Si yo hablo de Cristo, pero es el Cristo de mi imaginación, ese no me salva. Si yo hablo de Cristo, pero es el Cristo que hoy está de moda, el Cristo que todo el mundo quisiera que fuera Jesús de Nazaret, ese Cristo, el Cristo de moda, el Cristo que la gente quiere oír, el Cristo que el mundo predica, el Cristo que le gusta a mi sensibilidad o a mi imaginación. Ese no és el Salvador. Entonces, la verdad de la salvación depende de la verdad sobre el Salvador. Escribe eso que te conviene. La verdad de la salvación depende de la verdad sobre el Salvador.
Te lo presento de esta manera Imagínate que un barco, es una comparación muy infantil. Imagínate que un barco se está hundiendo y resulta que ese barco lo habían utilizado en muchas películas. Entonces el barco como barco tenía unos salvavidas, salvavidas de los de verdad, de los que flotan. Pero tenía también unos cartones que, vistos de lejos, parecían salvavidas. Pero claro, un cartón no te va a sostener si el barco se hunde. Y lamentablemente el barco se está hundiendo y entonces alguien empieza a lanzar al agua a la gente que ya está ahí, empieza a lanzar al agua salvavidas de los de verdad y salvavidas de cartón. ¿Qué va a pasar con la gente que se agarra al salvavidas de cartón?

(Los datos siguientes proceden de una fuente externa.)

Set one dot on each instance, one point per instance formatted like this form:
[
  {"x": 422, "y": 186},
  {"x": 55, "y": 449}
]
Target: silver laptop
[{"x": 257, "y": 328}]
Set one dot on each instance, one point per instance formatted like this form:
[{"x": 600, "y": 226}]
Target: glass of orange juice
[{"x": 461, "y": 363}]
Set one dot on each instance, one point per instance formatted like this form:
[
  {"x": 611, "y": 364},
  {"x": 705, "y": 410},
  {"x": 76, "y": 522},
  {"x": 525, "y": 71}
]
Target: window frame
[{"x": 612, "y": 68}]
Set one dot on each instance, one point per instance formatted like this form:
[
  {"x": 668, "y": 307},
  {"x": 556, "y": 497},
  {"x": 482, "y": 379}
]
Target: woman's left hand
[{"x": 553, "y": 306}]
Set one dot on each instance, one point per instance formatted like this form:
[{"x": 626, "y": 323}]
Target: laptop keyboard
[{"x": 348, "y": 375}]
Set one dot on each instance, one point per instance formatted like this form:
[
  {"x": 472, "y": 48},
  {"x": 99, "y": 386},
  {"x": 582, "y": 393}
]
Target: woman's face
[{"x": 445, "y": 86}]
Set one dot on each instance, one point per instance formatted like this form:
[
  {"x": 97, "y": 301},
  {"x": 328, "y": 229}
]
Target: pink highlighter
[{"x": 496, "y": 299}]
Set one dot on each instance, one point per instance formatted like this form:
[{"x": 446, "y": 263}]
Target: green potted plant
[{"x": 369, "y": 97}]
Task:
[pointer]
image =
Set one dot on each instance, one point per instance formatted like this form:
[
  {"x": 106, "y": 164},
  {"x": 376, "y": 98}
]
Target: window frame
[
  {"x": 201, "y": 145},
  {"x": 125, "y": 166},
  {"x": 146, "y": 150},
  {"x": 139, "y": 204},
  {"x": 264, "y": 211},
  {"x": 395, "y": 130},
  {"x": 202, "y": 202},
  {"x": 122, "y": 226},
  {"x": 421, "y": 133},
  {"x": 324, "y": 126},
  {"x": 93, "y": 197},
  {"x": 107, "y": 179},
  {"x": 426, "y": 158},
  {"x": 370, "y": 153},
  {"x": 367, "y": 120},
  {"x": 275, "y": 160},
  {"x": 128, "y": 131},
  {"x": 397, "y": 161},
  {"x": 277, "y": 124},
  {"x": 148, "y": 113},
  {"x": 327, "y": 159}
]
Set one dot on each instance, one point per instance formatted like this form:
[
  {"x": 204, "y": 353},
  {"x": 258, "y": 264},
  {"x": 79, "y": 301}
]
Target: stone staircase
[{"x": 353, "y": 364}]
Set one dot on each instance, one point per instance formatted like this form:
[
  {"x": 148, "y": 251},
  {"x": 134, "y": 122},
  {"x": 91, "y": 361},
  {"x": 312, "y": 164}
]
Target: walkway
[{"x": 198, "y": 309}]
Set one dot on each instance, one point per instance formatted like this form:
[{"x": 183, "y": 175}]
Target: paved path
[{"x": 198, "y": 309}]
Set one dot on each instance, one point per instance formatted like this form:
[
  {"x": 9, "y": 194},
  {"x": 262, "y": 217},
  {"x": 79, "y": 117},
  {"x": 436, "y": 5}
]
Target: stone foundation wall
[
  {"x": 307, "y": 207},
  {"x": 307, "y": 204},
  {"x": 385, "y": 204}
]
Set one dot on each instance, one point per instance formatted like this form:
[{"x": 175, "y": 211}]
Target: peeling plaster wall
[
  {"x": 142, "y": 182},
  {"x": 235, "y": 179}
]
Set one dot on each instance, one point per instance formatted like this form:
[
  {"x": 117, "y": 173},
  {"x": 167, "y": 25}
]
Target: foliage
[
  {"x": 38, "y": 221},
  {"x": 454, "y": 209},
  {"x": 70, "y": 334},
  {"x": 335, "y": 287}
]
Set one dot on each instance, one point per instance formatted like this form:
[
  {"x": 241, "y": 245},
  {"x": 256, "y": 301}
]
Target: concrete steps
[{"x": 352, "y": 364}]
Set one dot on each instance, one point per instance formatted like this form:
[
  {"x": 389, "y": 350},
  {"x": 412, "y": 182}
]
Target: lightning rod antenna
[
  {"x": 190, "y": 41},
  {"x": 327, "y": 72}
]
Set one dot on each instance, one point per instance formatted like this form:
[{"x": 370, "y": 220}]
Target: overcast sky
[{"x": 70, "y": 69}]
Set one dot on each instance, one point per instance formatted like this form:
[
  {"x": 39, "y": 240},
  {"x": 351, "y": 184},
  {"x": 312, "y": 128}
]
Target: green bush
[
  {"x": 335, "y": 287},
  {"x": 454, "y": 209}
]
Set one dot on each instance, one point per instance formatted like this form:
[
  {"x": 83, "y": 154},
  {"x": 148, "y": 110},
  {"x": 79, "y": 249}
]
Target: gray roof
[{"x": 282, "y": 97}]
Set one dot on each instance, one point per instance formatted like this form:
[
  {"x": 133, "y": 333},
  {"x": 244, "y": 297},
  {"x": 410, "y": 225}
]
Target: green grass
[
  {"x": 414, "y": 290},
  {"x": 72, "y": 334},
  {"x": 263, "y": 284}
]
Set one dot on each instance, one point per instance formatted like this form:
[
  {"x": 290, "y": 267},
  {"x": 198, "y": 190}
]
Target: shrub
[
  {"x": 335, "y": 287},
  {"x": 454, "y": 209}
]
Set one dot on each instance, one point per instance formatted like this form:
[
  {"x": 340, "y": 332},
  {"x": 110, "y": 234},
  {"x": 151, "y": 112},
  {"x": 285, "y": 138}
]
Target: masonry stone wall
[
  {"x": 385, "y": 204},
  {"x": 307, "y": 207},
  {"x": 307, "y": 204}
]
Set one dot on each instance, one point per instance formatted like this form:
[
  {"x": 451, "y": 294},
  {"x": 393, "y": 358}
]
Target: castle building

Eso es lo que sucede cuando dejamos que cualquier doctrina pueble nuestra cabeza llegue a nuestro corazón. Entren en nuestros templos.
La verdad de la doctrina nos preserva en la verdad de la salvación. Saber quién es el verdadero Cristo. Entender quién es Cristo y qué ha hecho Cristo por mí, es lo que garantiza que el acto de la fe llegue a Él. Es decir, que yo esté creyendo en Cristo. No, simplemente te repito en lo que hoy se puso de moda, en lo que todo el mundo repite, lo que todo el mundo quiere oír. No, de lo que se trata es de que sea Él. Y necesito que la Iglesia me preserve en la verdad de quién es Cristo. Y aquí se entiende por qué la verdadera doctrina es la fuente de la verdadera pastoral.
Mantener la verdad del Evangelio con su oferta de Misericordia y con su exigencia de santidad a la vez, es la manera de asegurarnos que estamos hablando de Cristo. El Hijo de María, el que por nosotros se encarnó, como decimos en el Credo, el que por nosotros murió, el que por nosotros resucitó. Entonces, la verdadera pastoral siempre está enraizada en la verdadera doctrina. Esto lo enseñó en todos los tonos posibles el Papa Benedicto. Y esto quiso inculcar el apóstol San Pablo en sus amados discípulos Timoteo y Tito. Y que la gloria sea para Dios.